AI Agent Architecture - AWS Verified Permissions Demo

Overview

The AI Agent is the most sophisticated component of the demo. It allows users to ask natural language questions about permissions and get intelligent, contextual answers by combining Claude’s reasoning with real-time AVP authorization checks.

Why an AI Agent?

Traditional authorization UIs require technical knowledge:

Understanding user IDs and resource names
Knowing which actions are available
Interpreting authorization decisions

An AI agent makes authorization accessible:

“Can Alice read the Q4 report?” ✅
“Compare Bob’s and Carol’s access to HR documents” ✅
“Why can’t Alice delete the sales dashboard?” ✅

Architecture Pattern: Secure Proxy

The agent follows a secure proxy pattern to protect the Anthropic API key:

┌─────────┐                ┌─────────────┐                ┌────────────┐
│ Browser │───HTTPS───────▶│   Lambda    │───HTTPS───────▶│ Anthropic  │
│         │                │   Agent     │                │    API     │
└─────────┘                └──────┬──────┘                └────────────┘
                                  │
                                  │ is_authorized()
                                  ▼
                           ┌─────────────┐
                           │     AVP     │
                           │ Policy Store│
                           └─────────────┘

Key Security Property: The Anthropic API key never leaves the Lambda function. The browser only sends conversation messages.
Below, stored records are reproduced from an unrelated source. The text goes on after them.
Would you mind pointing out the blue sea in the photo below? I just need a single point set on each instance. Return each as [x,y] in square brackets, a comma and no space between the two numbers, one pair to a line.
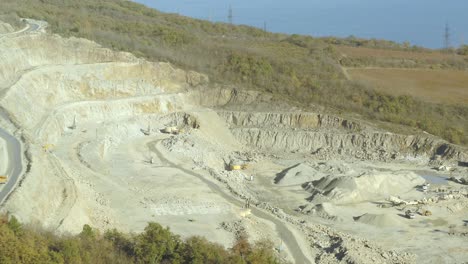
[421,22]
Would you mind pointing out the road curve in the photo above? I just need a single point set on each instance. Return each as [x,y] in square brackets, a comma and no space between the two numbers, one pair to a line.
[15,164]
[284,233]
[13,145]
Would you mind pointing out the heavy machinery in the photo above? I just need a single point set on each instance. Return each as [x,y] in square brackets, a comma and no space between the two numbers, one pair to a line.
[409,214]
[3,179]
[48,147]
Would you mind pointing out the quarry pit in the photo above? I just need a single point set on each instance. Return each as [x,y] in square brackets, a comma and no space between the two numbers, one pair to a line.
[93,124]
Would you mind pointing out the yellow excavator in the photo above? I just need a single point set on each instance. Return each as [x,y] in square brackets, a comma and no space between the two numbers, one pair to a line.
[3,179]
[47,147]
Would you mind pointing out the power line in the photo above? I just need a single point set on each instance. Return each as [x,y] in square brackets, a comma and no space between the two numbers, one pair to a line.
[230,14]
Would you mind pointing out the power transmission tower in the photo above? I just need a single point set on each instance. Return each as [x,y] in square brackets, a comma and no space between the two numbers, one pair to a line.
[230,14]
[447,37]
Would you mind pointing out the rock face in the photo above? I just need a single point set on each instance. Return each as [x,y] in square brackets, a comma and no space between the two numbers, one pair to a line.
[328,136]
[5,28]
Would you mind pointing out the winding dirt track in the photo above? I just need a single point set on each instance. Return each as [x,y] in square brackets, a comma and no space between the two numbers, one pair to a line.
[284,233]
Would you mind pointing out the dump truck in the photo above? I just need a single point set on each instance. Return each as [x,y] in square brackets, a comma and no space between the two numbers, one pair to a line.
[3,179]
[409,214]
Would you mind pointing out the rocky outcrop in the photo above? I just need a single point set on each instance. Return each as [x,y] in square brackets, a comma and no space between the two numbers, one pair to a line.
[299,120]
[328,136]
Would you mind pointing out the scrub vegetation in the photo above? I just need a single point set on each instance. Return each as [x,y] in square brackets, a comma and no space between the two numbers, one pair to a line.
[22,244]
[304,69]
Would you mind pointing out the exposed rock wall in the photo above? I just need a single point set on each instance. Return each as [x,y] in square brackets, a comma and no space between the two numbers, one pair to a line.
[329,136]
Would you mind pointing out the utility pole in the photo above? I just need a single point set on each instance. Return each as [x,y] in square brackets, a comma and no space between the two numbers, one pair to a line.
[230,15]
[447,37]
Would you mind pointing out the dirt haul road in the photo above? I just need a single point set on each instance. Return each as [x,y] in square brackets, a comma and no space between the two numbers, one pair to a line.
[284,233]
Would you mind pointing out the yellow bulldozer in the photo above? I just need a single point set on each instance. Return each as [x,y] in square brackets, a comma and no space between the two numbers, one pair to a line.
[3,179]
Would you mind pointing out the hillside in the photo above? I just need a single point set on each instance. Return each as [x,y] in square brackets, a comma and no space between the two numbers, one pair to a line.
[271,141]
[304,69]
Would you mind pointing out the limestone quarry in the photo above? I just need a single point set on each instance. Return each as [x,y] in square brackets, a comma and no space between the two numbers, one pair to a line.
[323,188]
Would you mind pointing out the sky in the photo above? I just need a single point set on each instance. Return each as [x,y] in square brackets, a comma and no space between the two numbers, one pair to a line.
[421,22]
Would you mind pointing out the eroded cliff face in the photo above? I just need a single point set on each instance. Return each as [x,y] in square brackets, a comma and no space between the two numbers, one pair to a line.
[329,136]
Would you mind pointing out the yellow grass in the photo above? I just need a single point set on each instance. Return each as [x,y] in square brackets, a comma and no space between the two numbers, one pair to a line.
[354,52]
[440,86]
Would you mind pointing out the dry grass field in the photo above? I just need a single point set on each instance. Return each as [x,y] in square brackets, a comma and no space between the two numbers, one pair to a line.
[354,52]
[439,86]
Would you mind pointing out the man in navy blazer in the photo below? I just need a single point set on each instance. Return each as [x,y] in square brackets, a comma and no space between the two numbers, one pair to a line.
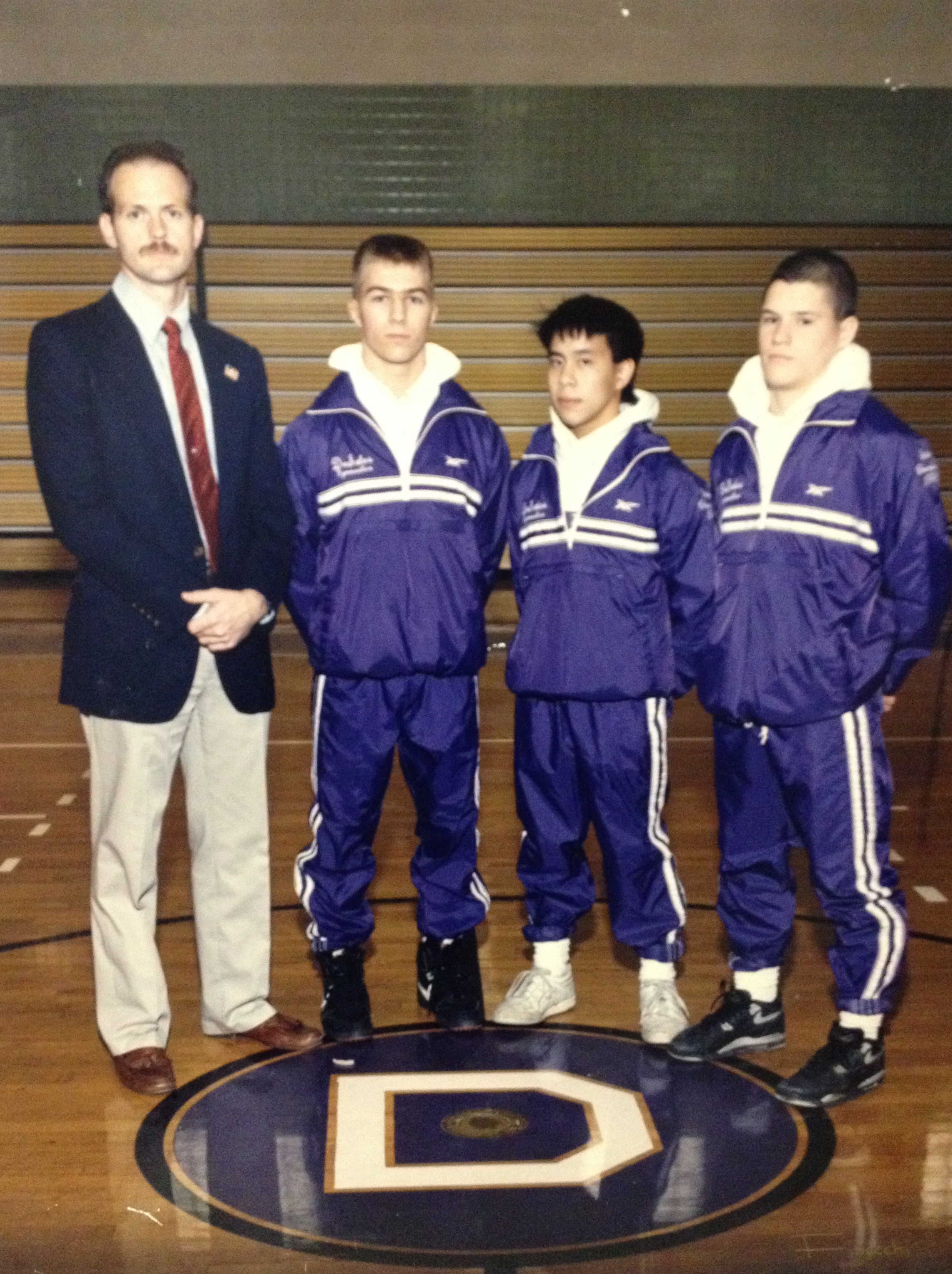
[153,443]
Never expose API keys in frontend code. Always use a backend proxy pattern for third-party API calls.

Lambda Configuration

The AgentFunction has special configuration:

AgentFunction:
  Type: AWS::Serverless::Function
  Properties:
    FunctionName: avp-agent
    CodeUri: lambda/
    Handler: agent.lambda_handler
    Description: "Agente IA que consulta AVP — proxy seguro hacia Anthropic API"
    Timeout: 60  # Longer timeout for AI processing
    Environment:
      Variables:
        POLICY_STORE_ID: !Ref PolicyStoreId
        ANTHROPIC_API_KEY: !Ref AnthropicApiKey  # Secure API key

Key Differences from Other Functions:

Timeout: 60 seconds (vs 30) to accommodate multiple AI calls and tool executions
Environment: Includes ANTHROPIC_API_KEY from CloudFormation NoEcho parameter
IAM: Same verifiedpermissions:IsAuthorized permission as CheckAccessFunction

Request/Response Flow

Request Format

The browser sends conversation messages:

{
  "messages": [
    {
      "role": "user",
      "content": "Can Alice read the Q4 Report?"
    }
  ]
}

For multi-turn conversations, include the full message history:

{
  "messages": [
    {
      "role": "user",
      "content": "Can Alice read the Q4 Report?"
    },
    {
      "role": "assistant",
      "content": "Yes, Alice can read it because..."
    },
    {
      "role": "user",
      "content": "What about Bob?"
    }
  ]
}

Response Format

{
  "response": "Sí, Alice puede leer el Q4 Report porque...",
  "messages": [
    // Full conversation history including tool calls
  ]
}

The messages array includes internal tool calls for transparency and debugging.

The Agentic Loop

What is an Agentic Loop?

An agentic loop allows the AI to:

Reason about the user’s question
Decide if it needs to call a tool
Execute the tool
Incorporate results into its reasoning
Repeat until it has enough information
Respond to the user

This is more powerful than a simple function call because the AI decides when and how to use tools.

Implementation

The run_agent function (agent.py:94) implements the agentic loop:

def run_agent(messages):
    """
    Ejecuta el loop agentico:
    1. Llama a Claude con tools disponibles
    2. Si Claude quiere usar una tool → ejecútala → devuelve resultado
    3. Repite hasta end_turn
    """
    current_messages = list(messages)

    for _ in range(10):  # max 10 iteraciones
        # Call Anthropic API
        payload = json.dumps({
            "model":      "claude-haiku-4-5-20251001",
            "max_tokens": 1000,
            "system":     system,
            "tools":      tools,
            "messages":   current_messages
        }).encode()

        req = urllib.request.Request(
            "https://api.anthropic.com/v1/messages",
            data=payload,
            headers={
                "Content-Type":      "application/json",
                "x-api-key":         ANTHROPIC_API_KEY,
                "anthropic-version": "2023-06-01",
            },
            method="POST"
        )

        with urllib.request.urlopen(req) as resp:
            data = json.loads(resp.read())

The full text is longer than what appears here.